Thursday, January 12, 2012

Lunch Out?

I'm getting back in touch with my committee and departmental duties for the semester coming, and it looks like we're going to have a number of job candidates on campus in the first few weeks of the semester, and that means we're going to need to feed them.

We usually do a sign up thing for people to have lunch or dinner with candidates. One person is signed on as host. That person pays for the candidate's meal and hir own and then gets reimbursed by the department. Everyone else pays hir own way. And that gets expensive, especially if we're looking at two meals out a week for a couple of weeks. (I do eat out, but not usually twice a week; I almost always take my lunch to work. And when I eat out, it's likely to be with friends, so it's fun, not work.)

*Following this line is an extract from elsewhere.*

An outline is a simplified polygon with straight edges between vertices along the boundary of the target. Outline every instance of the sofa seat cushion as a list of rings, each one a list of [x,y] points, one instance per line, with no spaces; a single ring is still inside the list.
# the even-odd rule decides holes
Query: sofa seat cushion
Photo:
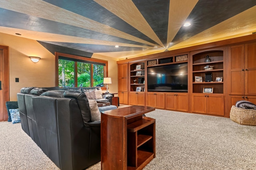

We haven't gotten a raise in about 8 years but we've had pay lowered in various ways, so I'm not feeling at all like I owe the state money eating out. (I'm not living high on the hog, so it's not like I won't make my mortgage payment if I pay to go out, but I've cut back in other ways.)

On the other hand, it's important to get to know candidates well enough to put in a word (though I'm often out of step with my department). Hiring new people is hugely important.

Mostly I just want to vent right now, because complaining about this to the chair or anyone else wouldn't be really productive. You're IT!


  1. Ugh that's awful.

    I've heard that in some schools the people taking the candidate out also have to foot the bill for any alcohol the candidate drinks because alcohol isn't reimbursed.

  2. The department doesn't pick up the bill? That seems wrong on so many levels.

  3. The school where I worked previously had exactly the same system. And people on the exec committee were required to have at least one meal with each candidate. We would fight each other to sign up for lunches because they were so much cheaper than the dinners, which were always at the fanciest and most expensive places. One year I spent at least $300 out of pocket eating out with candidates. And that was a year in which we received a pay cut.

  4. Ouch! That is really not fair. You shouldn't have to pay out of your own pocket to do a lunch/dinner with a candidate!?! Hell, you know what might be nicer for the candidate and show some camaraderie among your staff? Have a pitch-in lunch in your department and then have someone volunteer to have the person over to their house for dinner and whoever else in the department can show up shows up.

    I think if I were a candidate, I'd rather do something like that than try to be persuaded that this is an awesome job by going to a restaurant. Of course, if your department isn't the sort where everyone likes to hang out together, then my suggestion would be somewhat painful. Nonetheless, the candidate should also get a sense of that before deciding to take the job.

    My school seems to pay for everything under the sun, and from reading others' experiences I am very grateful for this. However, there is one thing they don't pay for -- they don't pay for alcohol. Cheap bastards. :)

  5. richard9:39 AM

    No, this is true--Bardiac and I are in the same system. Alcohol is ganz verboten. Plus the host can only be reimbursed up to the state maximum for each meal (their's and the candidate's, I mean) which is something like $17 apiece. This is state law, mind you, not university policy, so getting it changed is unlikely. What can be done is use private money for hosting visitors, such as an external endowment or some such. Needless to say, those are rare in the humanities departments....

  6. Anonymous10:23 AM

    Totally unfair!

  7. That's a familiar issue which is why we tried to make group meals with candidates lunchtime affairs rather than dinners (the candidate's dinner would be paid by us but they could enjoy it quietly and privately in the fine hotel restaurant).

    Sadly, we haven't had a chance to interview a candidate in years, despite more faculty departures than I have fingers on one hand!

  8. definitely doesn't seem right to have the responsibility of having a meal with these folks but not be reimbursed.

    fie's idea about dinners is very friendly -- but personally, i would find it stressful to need to clean and cook and shop and entertain as a job responsibility.